De l'argent russe a financé Abelag, la filiale belge du groupe Luxaviation, qui exploite les deux jets privés utilisés par l'armée, le Roi, le Premier ministre et d'autres membres du gouvernement
Les jets privés sont souvent pointés du doigt par les militants écologistes © Belga

Jets privés des autorités belges financés par de l’argent russe: l’armée était-elle au courant?

De l’argent russe a financé Abelag, la filiale belge du groupe Luxaviation, qui exploite les deux jets privés utilisés par l’armée, le Roi, le Premier ministre et d’autres membres du gouvernement, ressort-il d’une enquête journalistique réalisée entre autres par Le Soir, Knack et De Tijd.
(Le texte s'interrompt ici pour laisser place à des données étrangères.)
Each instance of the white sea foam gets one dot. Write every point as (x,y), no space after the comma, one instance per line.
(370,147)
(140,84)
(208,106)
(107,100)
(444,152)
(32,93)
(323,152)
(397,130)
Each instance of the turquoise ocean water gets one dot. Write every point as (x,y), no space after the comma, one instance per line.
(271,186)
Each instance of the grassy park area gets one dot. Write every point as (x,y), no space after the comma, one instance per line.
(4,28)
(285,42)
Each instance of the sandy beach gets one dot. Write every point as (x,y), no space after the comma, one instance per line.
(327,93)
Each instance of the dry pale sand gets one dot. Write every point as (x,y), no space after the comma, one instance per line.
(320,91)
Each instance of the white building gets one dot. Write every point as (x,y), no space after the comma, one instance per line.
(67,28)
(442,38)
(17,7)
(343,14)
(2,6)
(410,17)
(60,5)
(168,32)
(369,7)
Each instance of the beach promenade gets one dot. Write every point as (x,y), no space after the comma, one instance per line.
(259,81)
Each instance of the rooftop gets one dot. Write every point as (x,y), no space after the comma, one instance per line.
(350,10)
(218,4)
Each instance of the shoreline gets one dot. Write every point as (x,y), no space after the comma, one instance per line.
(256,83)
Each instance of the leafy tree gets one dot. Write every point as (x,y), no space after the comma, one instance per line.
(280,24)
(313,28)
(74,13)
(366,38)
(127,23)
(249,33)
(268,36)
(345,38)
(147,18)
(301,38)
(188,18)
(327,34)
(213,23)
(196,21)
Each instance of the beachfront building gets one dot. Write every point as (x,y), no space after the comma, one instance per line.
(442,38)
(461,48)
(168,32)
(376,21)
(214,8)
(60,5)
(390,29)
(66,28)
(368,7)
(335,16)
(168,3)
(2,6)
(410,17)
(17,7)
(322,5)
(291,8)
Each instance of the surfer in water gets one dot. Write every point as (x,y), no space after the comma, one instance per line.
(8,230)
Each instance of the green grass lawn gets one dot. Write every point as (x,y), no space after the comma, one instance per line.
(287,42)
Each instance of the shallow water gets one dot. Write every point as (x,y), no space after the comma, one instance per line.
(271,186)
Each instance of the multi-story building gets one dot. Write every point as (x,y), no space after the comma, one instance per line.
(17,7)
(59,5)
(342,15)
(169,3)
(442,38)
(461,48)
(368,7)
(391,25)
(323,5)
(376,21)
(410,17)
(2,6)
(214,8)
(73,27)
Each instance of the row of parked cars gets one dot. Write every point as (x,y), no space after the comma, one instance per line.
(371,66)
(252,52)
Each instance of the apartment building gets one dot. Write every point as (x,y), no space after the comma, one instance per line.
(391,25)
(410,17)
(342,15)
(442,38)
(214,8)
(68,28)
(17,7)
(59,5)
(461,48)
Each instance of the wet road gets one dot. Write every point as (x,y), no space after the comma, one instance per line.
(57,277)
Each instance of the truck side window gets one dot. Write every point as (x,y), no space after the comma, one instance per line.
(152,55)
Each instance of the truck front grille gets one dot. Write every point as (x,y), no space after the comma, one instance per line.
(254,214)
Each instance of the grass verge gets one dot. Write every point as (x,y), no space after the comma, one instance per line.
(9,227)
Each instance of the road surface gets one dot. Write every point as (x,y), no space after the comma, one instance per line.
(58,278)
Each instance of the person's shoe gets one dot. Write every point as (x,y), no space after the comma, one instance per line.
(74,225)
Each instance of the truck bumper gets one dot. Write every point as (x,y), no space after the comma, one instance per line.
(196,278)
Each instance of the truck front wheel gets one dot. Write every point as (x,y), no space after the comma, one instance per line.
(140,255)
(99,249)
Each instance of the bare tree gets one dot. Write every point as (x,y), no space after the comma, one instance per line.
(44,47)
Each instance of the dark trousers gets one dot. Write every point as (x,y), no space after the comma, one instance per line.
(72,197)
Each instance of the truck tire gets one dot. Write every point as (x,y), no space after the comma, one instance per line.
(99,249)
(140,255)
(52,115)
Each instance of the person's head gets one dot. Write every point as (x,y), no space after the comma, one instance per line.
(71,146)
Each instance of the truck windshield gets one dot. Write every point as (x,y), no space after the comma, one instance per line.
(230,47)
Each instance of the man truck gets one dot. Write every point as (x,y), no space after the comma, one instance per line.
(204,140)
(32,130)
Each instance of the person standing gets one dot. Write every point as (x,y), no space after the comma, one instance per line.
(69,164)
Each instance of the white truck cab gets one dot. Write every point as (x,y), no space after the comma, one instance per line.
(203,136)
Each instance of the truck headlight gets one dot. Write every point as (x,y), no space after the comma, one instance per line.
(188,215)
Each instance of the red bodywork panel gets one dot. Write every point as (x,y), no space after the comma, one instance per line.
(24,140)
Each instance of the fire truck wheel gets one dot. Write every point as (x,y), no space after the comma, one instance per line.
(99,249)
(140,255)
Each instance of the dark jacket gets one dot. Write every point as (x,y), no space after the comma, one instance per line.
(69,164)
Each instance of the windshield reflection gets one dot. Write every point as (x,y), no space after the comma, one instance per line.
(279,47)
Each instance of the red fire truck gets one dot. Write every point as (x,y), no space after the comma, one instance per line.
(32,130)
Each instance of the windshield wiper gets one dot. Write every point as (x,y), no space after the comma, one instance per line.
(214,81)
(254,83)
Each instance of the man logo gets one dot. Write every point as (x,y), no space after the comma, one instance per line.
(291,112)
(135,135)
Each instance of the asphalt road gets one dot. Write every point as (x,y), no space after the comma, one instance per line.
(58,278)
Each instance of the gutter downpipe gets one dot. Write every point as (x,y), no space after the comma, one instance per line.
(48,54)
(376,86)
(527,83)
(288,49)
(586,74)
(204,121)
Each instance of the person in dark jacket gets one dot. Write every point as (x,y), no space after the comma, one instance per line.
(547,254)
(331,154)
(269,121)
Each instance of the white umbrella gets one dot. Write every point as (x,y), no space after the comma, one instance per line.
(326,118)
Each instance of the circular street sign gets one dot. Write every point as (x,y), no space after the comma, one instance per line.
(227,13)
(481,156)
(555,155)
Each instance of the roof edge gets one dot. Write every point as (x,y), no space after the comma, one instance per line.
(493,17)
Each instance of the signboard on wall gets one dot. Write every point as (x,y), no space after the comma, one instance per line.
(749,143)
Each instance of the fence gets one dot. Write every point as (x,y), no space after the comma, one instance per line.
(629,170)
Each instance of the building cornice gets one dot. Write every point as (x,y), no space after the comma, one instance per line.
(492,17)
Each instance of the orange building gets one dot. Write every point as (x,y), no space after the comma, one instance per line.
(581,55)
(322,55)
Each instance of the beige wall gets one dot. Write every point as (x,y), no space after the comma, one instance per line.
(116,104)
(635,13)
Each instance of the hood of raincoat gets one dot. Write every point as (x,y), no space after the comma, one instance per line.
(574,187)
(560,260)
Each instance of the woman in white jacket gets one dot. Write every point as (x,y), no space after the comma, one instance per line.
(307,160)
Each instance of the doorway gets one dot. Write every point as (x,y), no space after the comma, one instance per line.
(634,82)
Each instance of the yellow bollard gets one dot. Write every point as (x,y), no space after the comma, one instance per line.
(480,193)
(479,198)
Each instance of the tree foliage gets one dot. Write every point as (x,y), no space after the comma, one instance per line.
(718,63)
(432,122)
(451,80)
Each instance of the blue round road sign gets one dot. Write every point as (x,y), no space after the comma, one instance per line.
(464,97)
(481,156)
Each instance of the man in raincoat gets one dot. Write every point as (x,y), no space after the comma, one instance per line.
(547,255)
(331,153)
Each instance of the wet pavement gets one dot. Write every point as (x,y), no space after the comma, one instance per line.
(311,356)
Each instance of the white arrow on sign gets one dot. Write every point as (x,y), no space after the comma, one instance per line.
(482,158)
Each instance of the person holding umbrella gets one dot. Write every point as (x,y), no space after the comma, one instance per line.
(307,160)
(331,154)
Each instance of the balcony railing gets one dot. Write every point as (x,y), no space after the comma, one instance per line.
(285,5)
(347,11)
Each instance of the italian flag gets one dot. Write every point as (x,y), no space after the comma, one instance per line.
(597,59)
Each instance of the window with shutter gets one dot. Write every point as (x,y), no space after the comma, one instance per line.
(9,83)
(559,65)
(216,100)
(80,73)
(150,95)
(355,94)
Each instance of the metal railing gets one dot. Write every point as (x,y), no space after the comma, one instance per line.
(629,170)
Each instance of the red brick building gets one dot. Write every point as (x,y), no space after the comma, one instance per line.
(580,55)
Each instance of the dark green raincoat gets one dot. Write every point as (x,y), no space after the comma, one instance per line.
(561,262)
En 2008, le Luxembourgeois Patrick Hansen a créé la société Luxaviation, qui exploite les deux jets privés des autorités belges, avec un partenaire russe, qui quitte l’entreprise l’année suivante en cédant toutes ses parts à l’homme d’affaires. La filiale belge Abelag a été acquise plus tard en 2014 et porte désormais le nom commercial de Luxaviation Belgium.

   Dans les comptes annuels publiés en 2015, Luxaviation mentionne un prêt en cinq ans de 20,5 millions de dollars consentis par Ackerfield Overseas Limited, qui a permis de financer l’acquisition de la société Abelag.  Ackerfield Overseas Limited est une société établie en 2008 dans les Iles Vierges britanniques. Selon des documents issus des Pandora Papers, le bénéficiaire ultime (UBO) de cette société est Alexander Kolilov. Il s’agit du fils du milliardaire russe Valery Kolikov qui a reçu une médaille d’honneur des mains de Vladimir Poutine en 2016. La reprise d’Abelag a donc été financée par de l’argent russe.

Un ancien espion du KGB

A en croire, le collectif de journalistes, les liens de Patrick Hansen avec la Russie remontent aux années 1990, lorsqu’il travaille comme consultant en Russie. Après son retour au Luxembourg en 2008, il fonde Luxaviation avec un partenaire russe, d’ailleurs un ancien espion du KGB. Le Russe quitte la société en 2009 et transfère toutes ses parts à Hansen, qui est devenu CEO un an plus tard.Un ancien espion

Sous la direction de Hansen, Luxaviation a entamé une expansion rapide et a acquis un certain nombre de concurrents européens. En partie avec l’aide d’investisseurs russes, selon les documents consultés par les journalistes de Knack, De Tijd et Le Soir. « Nous avons levé des fonds dans le monde entier », déclare Hansen à Knack. Vous pouvez le voir dans nos comptes. Et oui, à un moment donné, des particuliers russes ont demandé comment participer à des investissements intéressants. À l’époque, il n’y avait absolument rien de mal à cela. A ce jour, aucun d’entre eux n’a été sanctionné. D’ailleurs, je pense qu’aucun d’entre eux n’est satisfait de la situation en Ukraine ».

Leasing pour deux jets privés

En 2019, Abelag décroche un leasing de douze ans pour deux jets privés avec la Défense nationale. Les deux jets sont utilisés par l’armée belge pour le transport de petits détachements de personnel militaire ainsi que pour les vols du Roi, du Premier ministre, de membres du ministère des Affaires étrangères et d’autres cabinets.

L’armée belge était-elle au courant de la « connexion russe » lorsqu’elle s’est associée à Abelag il y a quelques années ? Peu après la signature du contrat, des sources des services de renseignement ont mis en garde dans De Morgen et Het Laatste Nieuws contre le risque d’espionnage, faisant référence à Luxaviation, la société mère luxembourgeoise d’Abelag, détenue pour un tiers par un fonds d’investissement chinois : « Le danger que ces deux avions soient mis sur écoute est énorme. De plus, il est apparu que l’agence de renseignement militaire SGRS n’a pas été impliquée dans la procédure d’attribution du contrat.

« Selon les renseignements disponibles, aucun problème de sécurité ne se pose avec Luxaviation. Les appareils appartiennent à des sociétés étrangères et sont leasés par Luxaviation en exécution du contrat. La maintenance des deux appareils est assurée par Luxaviation à Bruxelles ou à Courtrai, et les pièces de rechange proviennent de France ou des États-Unis. La Défense n’a pas connaissance d’une quelconque connexion russe pour l’exécution du contrat », réagit le cabinet de la ministre de la Défense Ludivine Dedonder (PS).

   Le contrat fait l’objet d’un contrôle régulier de la part du SGRS, le renseignement militaire belge qui n’a pas souhaité commenter les questions des médias sur des liens russes.